Conventional wisdom would suggest that the senior-most, Air Chief Marshal Vivek Chaudhari be made CDS and Permanent Chairman Chief of Staff
by Ashok Kumar Mehta
For five months, India did not have a Chief of Defence Staff (CDS) after the tragic death of Gen Bipin Rawat on December 9 last year. COAS Gen MM Naravane, who was given ‘additional charge’ and appointed ‘officiating’ CDS as a stopgap measure, retired on April 30. Gen Manoj Pande took over as COAS the next day so that there was no void in the Army chain of command. But the CDS post fell vacant as no one has been appointed permanently or in an officiating capacity after April 30. This deficiency may continue as Prime Minister Narendra Modi is traveling abroad and nothing as significant as appointing a new CDS, a personal passion for him, can materialize till he returns tomorrow. As Modi runs a tight ship, decision-making rests with PMO. Hence delays in appointments like CDS and ambassadors. Nepal, a high brand strategic country in India’s neighborhoods First policy is without an ambassador.
NSA Ajit Doval who accompanies Modi during his foreign travels and whose sterling hallmark enhances with seasons has added to his titles of ‘spymaster’ and James Bond, the label of ‘grandmaster of geopolitics conferred on him by former Maldivian President Nasheed. In short, Doval not Defence Minister Rajnath Singh will help Modi in selecting the CDS. Just two persons constitute the Appointments committee.
For BJP, CDS was so vital for national security that it was included in its election manifesto. And therefore the fanfare that accompanied Rawat’s appointment as the first incumbent. The Government has not shown similar urgency in appointing CDS after Rawat’s demise. The widely expected elevation of Gen Naravane to CDS did not happen. Let us study the options the government might be considering.
The Naravane option may be ruled out as he has bid adieu to Supreme Commander of the Armed Forces, President Kovind. In the past, the President would host a dinner for the retiring COAS. This time it was merely a call-on. The second option is appointing a retired service Chief and the name of former CNS Adm Karambir Singh is doing the rounds. It’s a sound decision to remuster a former Chief and redeploy him. A CDS other than from the Army will be reassuring for the other two services who feel overwhelmed by the operational and numerical dominant Army. Also, it will take the sting out of some of Rawat’s ill-considered remarks like ‘Air Force, like artillery, is a supporting arm’. The question in this ‘resurrection of the retired’ for CDS is why did the government have to wait for six months to do so?

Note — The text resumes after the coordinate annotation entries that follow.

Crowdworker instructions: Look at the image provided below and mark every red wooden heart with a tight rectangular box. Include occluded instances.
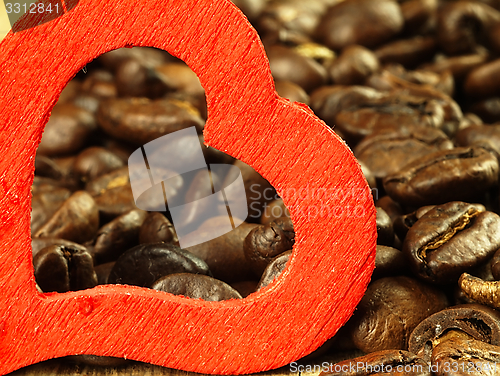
[0,0,376,374]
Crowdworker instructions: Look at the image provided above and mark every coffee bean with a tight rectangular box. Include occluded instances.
[92,209,147,264]
[139,212,179,245]
[108,243,211,287]
[351,276,448,352]
[317,0,404,50]
[403,202,500,283]
[37,103,96,156]
[267,45,327,92]
[328,45,380,85]
[34,191,99,243]
[151,273,242,302]
[243,218,295,276]
[383,147,498,206]
[33,245,97,292]
[408,304,500,362]
[255,250,292,291]
[97,98,204,145]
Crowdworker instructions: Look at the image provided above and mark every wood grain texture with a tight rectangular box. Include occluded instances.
[0,0,376,374]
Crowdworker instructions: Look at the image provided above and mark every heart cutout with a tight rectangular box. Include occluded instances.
[0,0,376,374]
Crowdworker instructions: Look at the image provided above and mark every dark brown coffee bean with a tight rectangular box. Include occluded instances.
[464,59,500,98]
[437,1,500,55]
[31,188,71,235]
[94,261,115,285]
[267,45,327,92]
[255,250,292,291]
[34,191,99,243]
[243,218,295,277]
[376,208,394,246]
[372,245,408,281]
[403,202,500,283]
[374,35,437,68]
[115,59,167,99]
[151,273,242,302]
[37,103,96,156]
[351,276,448,352]
[186,220,258,283]
[421,53,488,81]
[97,98,204,145]
[154,63,205,96]
[317,0,404,50]
[469,97,500,124]
[455,125,500,160]
[139,212,179,245]
[432,338,500,376]
[319,350,431,376]
[231,281,258,298]
[328,45,380,85]
[275,81,309,104]
[383,147,498,206]
[260,198,290,225]
[92,209,148,264]
[33,245,97,292]
[408,304,500,362]
[108,243,210,287]
[311,86,384,127]
[354,126,453,182]
[73,146,124,183]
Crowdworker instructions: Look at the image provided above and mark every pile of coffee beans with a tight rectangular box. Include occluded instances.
[31,0,500,376]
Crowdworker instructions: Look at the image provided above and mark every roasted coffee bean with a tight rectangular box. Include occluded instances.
[372,245,409,280]
[108,243,210,287]
[73,146,124,183]
[151,273,242,302]
[311,86,384,127]
[350,276,448,352]
[255,250,292,291]
[115,59,167,99]
[243,218,295,276]
[319,350,432,376]
[94,261,115,285]
[267,45,327,92]
[37,103,97,156]
[375,35,437,68]
[154,63,205,96]
[455,125,500,160]
[328,45,380,85]
[354,126,453,182]
[376,208,394,246]
[260,198,290,225]
[317,0,404,50]
[97,98,204,145]
[383,147,498,206]
[421,53,489,82]
[403,201,500,283]
[437,1,500,55]
[92,209,148,264]
[34,191,99,243]
[186,220,258,283]
[275,81,309,104]
[231,281,259,298]
[31,188,71,235]
[224,160,277,222]
[408,304,500,362]
[139,212,179,245]
[432,338,500,376]
[33,245,97,292]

Instead of appointing Gen Naravane as officiating CDS, the second option could have been implemented. Barring the name of the Admiral, which has appeared in a personal blog, no name has been floated in the mainstream media.

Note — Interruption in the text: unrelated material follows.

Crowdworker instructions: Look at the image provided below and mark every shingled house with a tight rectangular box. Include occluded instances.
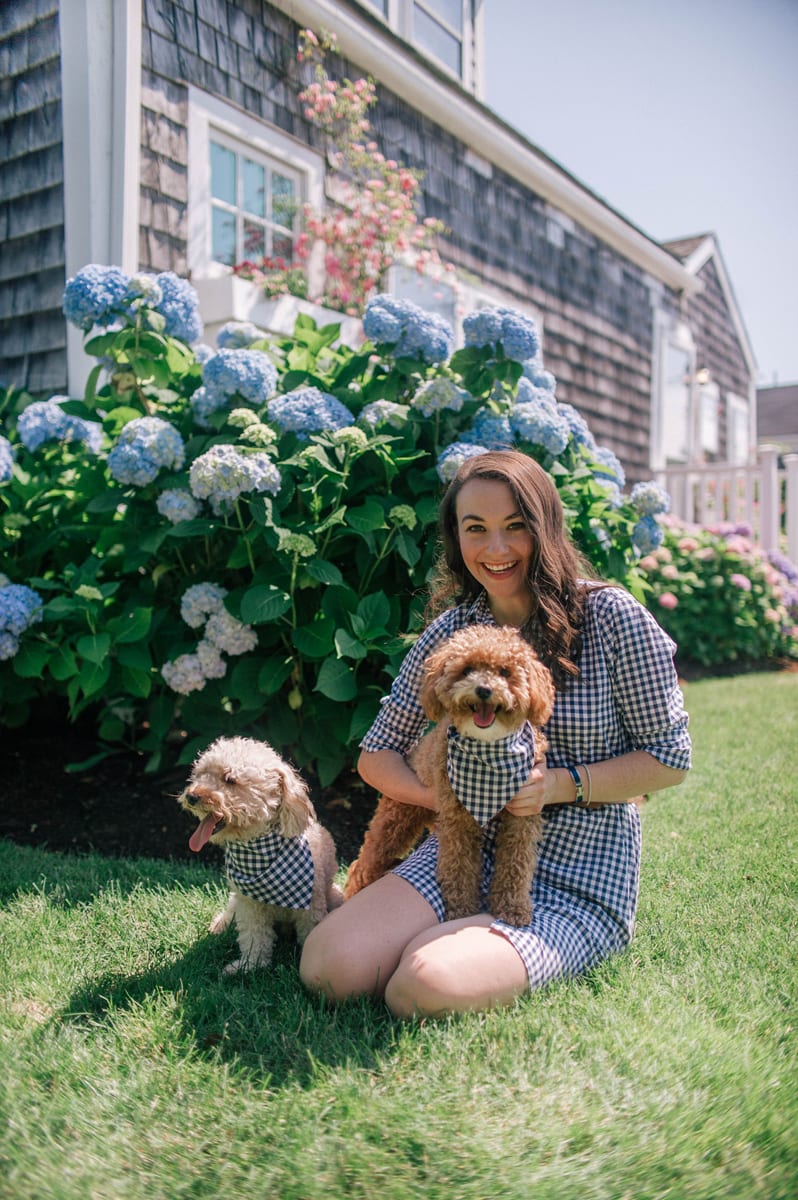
[0,0,756,481]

There is a third option: kick upstairs one of the three serving chiefs. Conventional wisdom would suggest that the senior-most, Air Chief Marshal Vivek Chaudhari be made CDS and Permanent Chairman Chief of Staff. The government may have considered other options too. An option the government eliminated quickly was appointing Gen Naravane as CDS soon after Rawat or now another officiating as it did earlier. The first would have entailed locating a COAS from its seven Army Commanders club (including Army Training Command) to replace Naravane. But as I have written earlier on this page, that would have upset the line of succession - applecart according to which Gen Pande would succeed Gen Naravane after 30 April. Clearly, the government had its eye on Gen Pande as COAS and did not wish to create another supersession controversy as it had when Gen Rawat superseded two senior Generals to become COAS.

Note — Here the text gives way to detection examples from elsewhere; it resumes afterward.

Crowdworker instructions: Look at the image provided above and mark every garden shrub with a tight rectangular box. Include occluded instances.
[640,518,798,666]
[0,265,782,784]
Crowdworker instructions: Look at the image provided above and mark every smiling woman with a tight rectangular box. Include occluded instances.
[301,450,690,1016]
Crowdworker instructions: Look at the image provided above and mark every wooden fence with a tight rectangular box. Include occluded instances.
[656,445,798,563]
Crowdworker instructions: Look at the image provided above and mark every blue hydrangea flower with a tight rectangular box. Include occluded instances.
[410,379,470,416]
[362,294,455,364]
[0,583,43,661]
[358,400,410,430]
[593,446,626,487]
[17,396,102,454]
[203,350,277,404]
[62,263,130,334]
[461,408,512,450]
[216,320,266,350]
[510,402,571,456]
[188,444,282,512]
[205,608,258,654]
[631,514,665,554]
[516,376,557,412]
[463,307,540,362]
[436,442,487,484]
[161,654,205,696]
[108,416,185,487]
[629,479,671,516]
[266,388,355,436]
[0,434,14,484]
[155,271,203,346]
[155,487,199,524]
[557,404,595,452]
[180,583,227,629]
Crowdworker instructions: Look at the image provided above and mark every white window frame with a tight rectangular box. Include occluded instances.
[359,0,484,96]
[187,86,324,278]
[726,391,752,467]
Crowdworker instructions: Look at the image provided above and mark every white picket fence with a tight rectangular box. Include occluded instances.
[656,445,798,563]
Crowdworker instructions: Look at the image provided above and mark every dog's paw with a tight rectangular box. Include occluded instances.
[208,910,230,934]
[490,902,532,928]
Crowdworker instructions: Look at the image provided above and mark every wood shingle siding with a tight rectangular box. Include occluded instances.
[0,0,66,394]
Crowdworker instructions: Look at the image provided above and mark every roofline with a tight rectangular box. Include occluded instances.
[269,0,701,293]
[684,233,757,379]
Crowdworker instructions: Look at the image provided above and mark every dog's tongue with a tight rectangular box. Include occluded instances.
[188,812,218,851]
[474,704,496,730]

In order to have a COAS of its choice and not disturb the chain of seniority, the government let a Vice Chief of Army Staff and an Army Commander retire by 31 January and another Army Commander (all senior to Gen Pande) superannuate on March 31. In mid-April, with the grass mowed, Gen Pande’s appointment as COAS was announced. Normally the COAS appointment is made public three to four months before he is to assume command. That obviously could not happen as three Generals senior to Gen Pande were in the way of his promotion.
Much has been written about Gen Pande’s combat engineer background and that he is the first Engineer officer to breach the red line as COAS. The balance will come from Infantry Lt Gen, BS Raju as VCOAS. He is professionally highly rated: served as a military advisor in Bhutan, commanded the Srinagar Valley Corp, and was Director-General of Military Operations. He is a graduate of Royal College of Defence Studies London and will make a great team-mate for Gen Pande.
By delaying the appointment of a permanent CDS, the government may be having second thoughts on the transformative reform of creating the Department of Military Affairs leaving the defence secretary with just policy and a peripheral charter. The pushback from Defence Secretary to reclaim lost turf is palpable. The five-month and counting CDS void created opportunities for civilian bureaucracy to restore its ‘control’ over the military. Still a CDS is urgently needed.
(The writer, a retired Lt Gen, was Commander, IPKF South, Sri Lanka, and founder member of the Defence Planning Staff, currently the Integrated Defence Staff. The views expressed are personal.)